Limieten voor schijfquotum
De schijfruimte die door elk bestand wordt gebruikt, wordt rechtstreeks in rekening gebracht voor de gebruiker die eigenaar is van het bestand. De eigenaar van een bestand wordt geïdentificeerd door de beveiligings-id (SID) in de beveiligingsgegevens voor het bestand. De totale schijfruimte die aan een gebruiker wordt in rekening gebracht, is de som van de lengte van alle gegevensstromen. Met andere woorden, eigenschappensetstreams en gegevensstromen van ingezeten gebruikers zijn van invloed op het quotum van de gebruiker.
Er worden geen kosten in rekening gebracht voor opnieuw parseren van punten, beveiligingsdescriptors of andere metagegevens die aan de bestanden zijn gekoppeld. Het comprimeren of decomprimeren van bestanden heeft geen invloed op de schijfruimte die voor de bestanden is gerapporteerd. Daarom kunnen quota-instellingen op één volume worden vergeleken met instellingen op een ander volume.

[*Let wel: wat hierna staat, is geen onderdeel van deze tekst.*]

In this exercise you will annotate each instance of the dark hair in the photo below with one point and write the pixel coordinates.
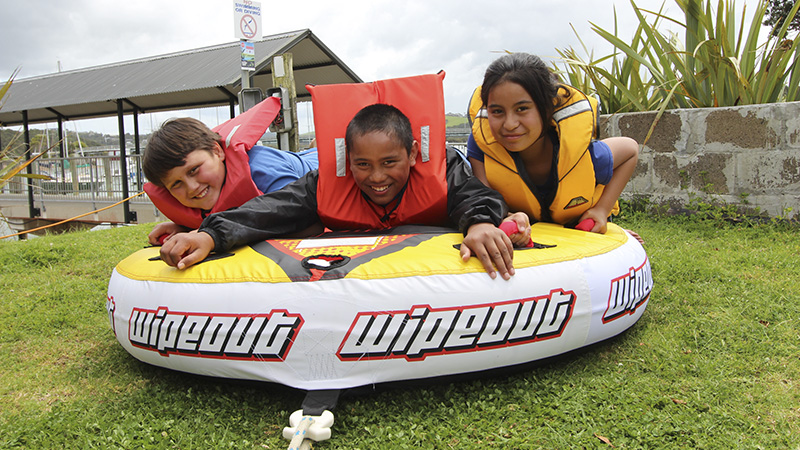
(168, 146)
(530, 72)
(383, 118)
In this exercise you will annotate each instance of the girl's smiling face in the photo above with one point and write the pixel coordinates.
(198, 182)
(513, 117)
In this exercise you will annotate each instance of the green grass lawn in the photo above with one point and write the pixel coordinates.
(713, 363)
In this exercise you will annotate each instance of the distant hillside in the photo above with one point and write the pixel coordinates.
(456, 121)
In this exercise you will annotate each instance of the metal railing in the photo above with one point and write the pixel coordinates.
(80, 178)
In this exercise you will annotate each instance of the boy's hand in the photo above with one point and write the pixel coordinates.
(186, 249)
(167, 229)
(492, 248)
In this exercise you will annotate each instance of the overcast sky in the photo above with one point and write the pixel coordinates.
(377, 39)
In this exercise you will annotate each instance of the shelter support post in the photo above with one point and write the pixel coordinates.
(283, 76)
(32, 210)
(123, 165)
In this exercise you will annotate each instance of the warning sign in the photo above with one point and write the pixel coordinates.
(247, 19)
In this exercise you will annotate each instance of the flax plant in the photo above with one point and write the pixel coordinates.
(717, 63)
(12, 166)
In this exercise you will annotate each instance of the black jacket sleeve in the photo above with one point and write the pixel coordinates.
(468, 200)
(278, 213)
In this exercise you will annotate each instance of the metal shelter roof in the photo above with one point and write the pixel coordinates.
(204, 77)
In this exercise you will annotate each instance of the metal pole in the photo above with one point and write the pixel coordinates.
(136, 148)
(123, 164)
(32, 211)
(61, 153)
(283, 76)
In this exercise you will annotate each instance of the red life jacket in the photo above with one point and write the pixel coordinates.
(340, 202)
(240, 134)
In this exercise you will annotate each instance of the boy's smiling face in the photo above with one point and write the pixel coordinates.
(197, 183)
(381, 165)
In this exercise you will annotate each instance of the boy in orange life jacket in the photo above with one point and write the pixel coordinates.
(188, 168)
(382, 154)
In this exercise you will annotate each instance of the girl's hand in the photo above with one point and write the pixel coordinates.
(600, 220)
(520, 229)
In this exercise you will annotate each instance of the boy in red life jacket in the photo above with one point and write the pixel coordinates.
(382, 155)
(188, 169)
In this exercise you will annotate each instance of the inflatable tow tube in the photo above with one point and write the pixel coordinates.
(341, 311)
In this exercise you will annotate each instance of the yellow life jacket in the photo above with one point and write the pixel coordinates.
(576, 189)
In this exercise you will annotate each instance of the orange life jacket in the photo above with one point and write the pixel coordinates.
(341, 204)
(240, 134)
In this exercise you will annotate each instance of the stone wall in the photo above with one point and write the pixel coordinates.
(746, 155)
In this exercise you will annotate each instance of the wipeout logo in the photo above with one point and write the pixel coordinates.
(424, 331)
(228, 336)
(629, 292)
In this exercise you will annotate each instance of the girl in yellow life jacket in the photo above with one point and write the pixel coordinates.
(534, 141)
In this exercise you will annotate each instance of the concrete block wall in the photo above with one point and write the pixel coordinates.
(746, 155)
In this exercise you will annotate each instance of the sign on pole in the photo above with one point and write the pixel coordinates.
(248, 55)
(247, 19)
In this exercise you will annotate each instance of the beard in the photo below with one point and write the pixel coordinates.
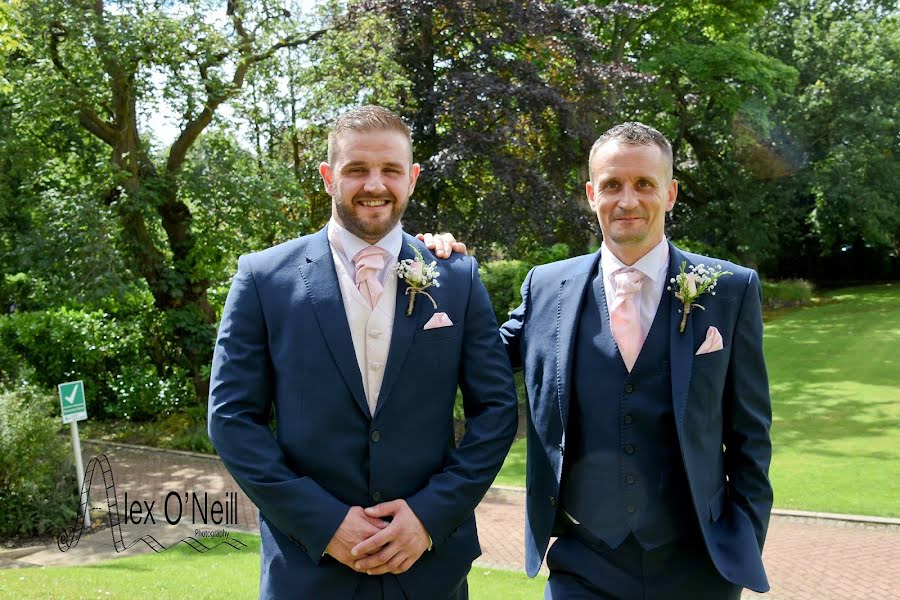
(368, 229)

Er zijn twee typen schijfquotumlimieten, zoals wordt weergegeven in de volgende tabel.
Grens | Beschrijving |
---|---|
Waarschuwingsdrempel |
U kunt het systeem configureren voor het genereren van een systeemlogboekbestandvermelding wanneer de schijfruimte die voor de gebruiker in rekening wordt gebracht, deze waarde overschrijdt. |
Vast quotum |
U kunt het systeem configureren voor het genereren van een systeemlogboekbestandvermelding wanneer de schijfruimte die voor de gebruiker in rekening wordt gebracht, deze waarde overschrijdt. U kunt het systeem ook zo configureren dat extra schijfruimte voor de gebruiker wordt geweigerd wanneer de schijfruimte die voor de gebruiker in rekening wordt gebracht, deze waarde overschrijdt. |
Het NTFS-bestandssysteem maakt automatisch een quotumvermelding voor gebruikers wanneer een gebruiker voor het eerst naar het volume schrijft. Vermeldingen die automatisch worden gemaakt, krijgen de standaardwaarschuwingsdrempel en vaste quotumlimietwaarden voor het volume toegewezen.